I just watched this video about a US veterinarian complaining about the rules of how rabies vaccines are administered. Essentially, the complaint was about how a 2.2kg dog receives the same dose as a 45kg dog, and that some dogs - I would assume it's the smaller dogs - are dying and seeing adverse effects because the dose is higher than they should be receiving. I'd never heard of this controversy and wondered if you had and your take on it. The video was of Dr. Jon Robb; I can't find the link.
Vaccinations are one of the most hotly debated topic in veterinarian medicine, not just by ‘natural’ websites but also by highly qualified veterinarians and immunologists which have dedicated their professional scientific careers to the topic and so actually know what they’re talking about.
So to have this discussion, I’m going to have to go over some of the basics of vaccines so we’re all on the same page. I also request that if you have something to contribute to the topic, you add it in a reply or reblog rather than submitting a separate ask, so the conversation can stay in one place.
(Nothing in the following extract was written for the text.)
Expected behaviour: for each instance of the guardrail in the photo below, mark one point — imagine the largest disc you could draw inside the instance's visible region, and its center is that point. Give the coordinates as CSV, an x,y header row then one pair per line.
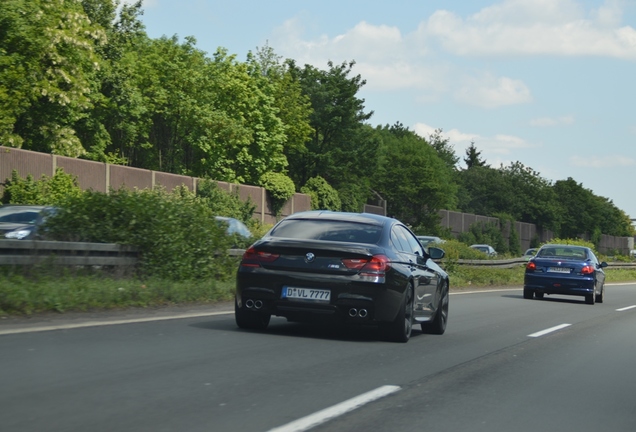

Otherwise readers get lost.
I actually attended an immunology conference in 2010, and most of its discussions was around vaccines. Over the week we attending veterinarians spent 38 hours discussing vaccines, schedules, reactions, complications and associated illnesses in depth, specialists and generalists alike. Then the last two hours were an open forum for questions which was attended by a member of the general public, who actually stood up and basically asked “What are vets doing about adverse vaccine reactions and why aren’t they doing more?”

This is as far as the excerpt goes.